J’imagine ici une Personne m’apportant la contradiction à propos de mon texte sur l’usage de l’intelligence artificielle.
Je n’ai pas encore mis en chantier un dossier complet sur l’IA et sur les multiples risques qu’elle représente, écologiques, sociaux, économiques ou politiques.
En attendant d’aller un jour plus loin dans cette réflexion, j’essaie d’anticiper certaines objections, d’imaginer ce que pourrait me répondre une personne qui ne partage pas ma position.
C’est aussi une manière de rester lucide et en alerte et d’exercer ma capacité d’écoute, de doute et de remise en question.
Droit de réponse imaginaire
Permettez-moi de trouver regrettable l’omission, dans votre texte, de l’une des problématiques majeures soulevées par l’usage croissant de l’intelligence artificielle : son impact environnemental.
Vous mentionnez les dimensions culturelles et cognitives de cette technologie, mais vous éludez ce que j’appellerais l’aspect systémique de son empreinte écologique.
Par “aspect systémique”, j’entends le fait que les effets environnementaux de l’IA s’inscrivent dans une chaîne d’interdépendances mondiales : extraction des ressources rares nécessaires aux composants,
consommation énergétique exponentielle des centres de données, impact des infrastructures de réseau, et dynamique d’augmentation continue de la demande numérique.
L’IA ne pollue pas seulement par usage direct, mais par la structure même du système qu’elle alimente et qui s’auto-entretient.

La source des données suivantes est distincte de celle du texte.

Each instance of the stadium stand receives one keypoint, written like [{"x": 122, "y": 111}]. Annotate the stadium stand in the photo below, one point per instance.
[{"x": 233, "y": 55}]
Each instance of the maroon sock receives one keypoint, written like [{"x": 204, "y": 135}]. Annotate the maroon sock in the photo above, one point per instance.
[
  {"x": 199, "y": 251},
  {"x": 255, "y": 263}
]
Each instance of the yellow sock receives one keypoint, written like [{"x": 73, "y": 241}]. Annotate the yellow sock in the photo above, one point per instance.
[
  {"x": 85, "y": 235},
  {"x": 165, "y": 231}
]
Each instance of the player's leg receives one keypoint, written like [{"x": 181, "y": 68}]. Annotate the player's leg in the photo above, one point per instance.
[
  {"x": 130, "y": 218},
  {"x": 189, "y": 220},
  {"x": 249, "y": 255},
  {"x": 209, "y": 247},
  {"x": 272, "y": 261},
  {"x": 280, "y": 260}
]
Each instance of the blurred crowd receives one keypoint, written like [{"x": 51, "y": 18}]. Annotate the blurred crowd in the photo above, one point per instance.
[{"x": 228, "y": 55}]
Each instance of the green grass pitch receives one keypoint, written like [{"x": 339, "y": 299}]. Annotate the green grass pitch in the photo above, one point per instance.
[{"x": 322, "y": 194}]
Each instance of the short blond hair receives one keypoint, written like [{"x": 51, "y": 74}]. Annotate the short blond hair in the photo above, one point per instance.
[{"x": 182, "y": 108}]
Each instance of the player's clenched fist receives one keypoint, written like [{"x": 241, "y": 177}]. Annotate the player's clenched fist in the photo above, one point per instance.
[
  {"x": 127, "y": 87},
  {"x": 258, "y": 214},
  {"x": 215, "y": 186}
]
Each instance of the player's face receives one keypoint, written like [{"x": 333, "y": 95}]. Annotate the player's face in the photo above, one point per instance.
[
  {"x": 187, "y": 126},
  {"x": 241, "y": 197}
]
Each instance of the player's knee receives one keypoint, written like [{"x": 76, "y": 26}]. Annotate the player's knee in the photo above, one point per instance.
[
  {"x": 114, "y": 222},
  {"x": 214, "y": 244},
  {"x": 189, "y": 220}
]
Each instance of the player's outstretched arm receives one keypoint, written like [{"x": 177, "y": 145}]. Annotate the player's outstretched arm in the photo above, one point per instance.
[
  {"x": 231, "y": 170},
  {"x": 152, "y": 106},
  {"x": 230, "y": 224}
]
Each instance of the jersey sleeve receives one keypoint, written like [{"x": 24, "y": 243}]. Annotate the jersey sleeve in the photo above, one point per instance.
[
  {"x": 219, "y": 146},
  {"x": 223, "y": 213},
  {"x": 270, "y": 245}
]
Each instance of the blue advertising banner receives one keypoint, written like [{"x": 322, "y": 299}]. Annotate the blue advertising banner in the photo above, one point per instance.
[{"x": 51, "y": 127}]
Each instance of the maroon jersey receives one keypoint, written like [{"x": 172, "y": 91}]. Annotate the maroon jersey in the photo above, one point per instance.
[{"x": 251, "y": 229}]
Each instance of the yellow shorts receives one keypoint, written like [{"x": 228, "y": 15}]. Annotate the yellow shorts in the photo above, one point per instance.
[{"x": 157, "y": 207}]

Ces enjeux sont pourtant bien documentés et vulgarisés, notamment dans
cet article de Wikipédia.
À une époque où le réchauffement climatique et l’effondrement de la biodiversité , comme l’a récemment rappelé un rapport gouvernemental britannique , (article abonnés), menacent la survie à court/moyen terme des humains, cette omission me semble très problématique.
Elle l’est d’autant plus que certains de vos arguments déculpabilisateurs, qui consistent à dire que l’IA “ce n’est pas grave tant qu’on maintient l’esprit critique”, sont plus que discutables.
Enfin, permettez-moi une remarque de principe : il n’est pas nécessaire de pratiquer ni de comprendre en détail une technologie pour en percevoir la dangerosité.
On n’a pas besoin d’apprendre à tirer pour saisir le risque d’une arme,
pas plus qu’il n’est utile d’être physicien nucléaire pour comprendre les enjeux écologiques de l’électricité.
D’ailleurs, je pense que vous auriez du mal à m’expliquer précisément comment fonctionnent les algorithmes qui font tourner les grands modèles de langage (les LLMs).
Ce n’est pas une critique personnelle : très peu de gens en comprennent les détails. Mais c’est justement ce qui pose problème: nous utilisons des systèmes d’une complexité extrême, dont même leurs concepteurs ne maîtrisent plus toutes les logiques internes, et dont les effets peuvent pourtant influencer profondément nos modes de pensée, de travail et de décision.
L’essentiel réside donc dans notre capacité à évaluer les conséquences globales de ce que nous utilisons. Et c’est de moins en moins simple!
Voilà, en toute cordialité les remarques que je m’autorise à vous adresser.
Cet exercice ne vise pas à trancher, mais à ouvrir le champ de réflexion :
il m’aide à percevoir les angles morts possibles de mon propre raisonnement,
et à mieux comprendre les inquiétudes que suscite aujourd’hui le développement de l’intelligence artificielle.